The day to day of running a business was always the part that dragged me back to reality, and the financial side of things was never easy.
“Creativity – when in the real world – requires financing. Ideas are just that, unless you can make the money to make them a reality.”
When you’ve been looking for new talent – designers or interns – for House of Holland, what do you think makes people stand out during the application process? What’s impressed you in the past?
I need to see personality. You can only get so much from a great portfolio, but it’s always the added details that make the difference and make someone memorable.
“I once said during an interview that I loved Cadburys Mini Eggs, and the next day a CV arrived with 5 bags of Mini Eggs! That person immediately got an internship. She made me sit up and take notice, and that level of ambition and ingenuity told me more about her than any CV or portfolio. It was JUST about the bribe.” J
And what do you hate to see during the application/interview process?

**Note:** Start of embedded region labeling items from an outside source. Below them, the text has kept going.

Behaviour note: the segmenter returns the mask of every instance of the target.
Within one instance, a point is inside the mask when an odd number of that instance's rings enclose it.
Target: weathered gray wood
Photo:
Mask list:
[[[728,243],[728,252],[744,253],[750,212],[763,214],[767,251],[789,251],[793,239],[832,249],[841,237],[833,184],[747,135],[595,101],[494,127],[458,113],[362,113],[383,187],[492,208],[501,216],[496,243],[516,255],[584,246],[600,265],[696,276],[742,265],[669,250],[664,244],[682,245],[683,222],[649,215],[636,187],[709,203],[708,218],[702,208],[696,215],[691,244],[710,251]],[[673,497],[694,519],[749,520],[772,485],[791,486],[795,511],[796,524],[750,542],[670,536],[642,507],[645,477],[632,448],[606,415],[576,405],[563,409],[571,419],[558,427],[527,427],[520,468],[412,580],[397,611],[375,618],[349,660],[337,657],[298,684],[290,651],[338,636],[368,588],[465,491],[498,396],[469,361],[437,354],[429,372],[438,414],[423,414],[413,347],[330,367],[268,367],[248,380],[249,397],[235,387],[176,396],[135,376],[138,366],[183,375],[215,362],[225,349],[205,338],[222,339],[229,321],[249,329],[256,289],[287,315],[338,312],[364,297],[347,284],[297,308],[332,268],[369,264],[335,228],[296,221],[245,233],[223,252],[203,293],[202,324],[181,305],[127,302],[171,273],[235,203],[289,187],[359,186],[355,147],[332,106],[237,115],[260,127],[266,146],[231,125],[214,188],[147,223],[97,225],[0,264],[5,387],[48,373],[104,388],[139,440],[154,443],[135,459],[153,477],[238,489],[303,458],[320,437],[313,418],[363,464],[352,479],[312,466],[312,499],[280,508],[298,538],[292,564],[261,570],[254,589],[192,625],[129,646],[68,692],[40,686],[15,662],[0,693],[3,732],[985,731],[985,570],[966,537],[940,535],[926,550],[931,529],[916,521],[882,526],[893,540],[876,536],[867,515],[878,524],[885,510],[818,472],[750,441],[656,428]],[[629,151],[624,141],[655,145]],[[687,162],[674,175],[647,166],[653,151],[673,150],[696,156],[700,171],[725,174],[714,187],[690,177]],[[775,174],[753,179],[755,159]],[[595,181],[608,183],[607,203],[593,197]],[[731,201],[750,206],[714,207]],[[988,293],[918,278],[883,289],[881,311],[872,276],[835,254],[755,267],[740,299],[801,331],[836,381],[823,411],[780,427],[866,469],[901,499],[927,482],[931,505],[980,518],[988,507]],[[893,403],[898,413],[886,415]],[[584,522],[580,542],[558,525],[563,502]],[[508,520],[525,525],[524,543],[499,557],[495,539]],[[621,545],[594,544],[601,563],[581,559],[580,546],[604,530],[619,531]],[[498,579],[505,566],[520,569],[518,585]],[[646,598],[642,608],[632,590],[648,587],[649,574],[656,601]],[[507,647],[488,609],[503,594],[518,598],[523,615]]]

The phrase “I have a passion for fashion” in a covering letter. We all do, that’s why we’re here! I want to know why, or how, that translates itself into your life.
What do you like to see in a portfolio, when people are interviewing with you? What makes a good design portfolio, in your opinion?
A strong sense of development, and evidence that someone thinks in a 360 degree way, from concept through to realisation – this shows me that someone is able to work with the team and understand the different levels of the process. A great taste level is also key and not something that you can train someone to have. And finally, personality – I need to know that you becoming a part of our company ‘family’ is going to work, so I need to know who you are, as well as what you can do.
Do you mind me mentioning that – sadly – you’ve closed your label?
We recently went into administration, which was a heart wrenching decision, but I knew was the right thing to do. The Covid-19 situation put a halt on a lot of projects that we were working on in China, and forced our hand, but it was the most responsible path to take. It was so hard to have to do that, however the 13 years I had at the helm of House of Holland fill me with nothing but pride and gratitude, and I cannot wait to start my next chapter.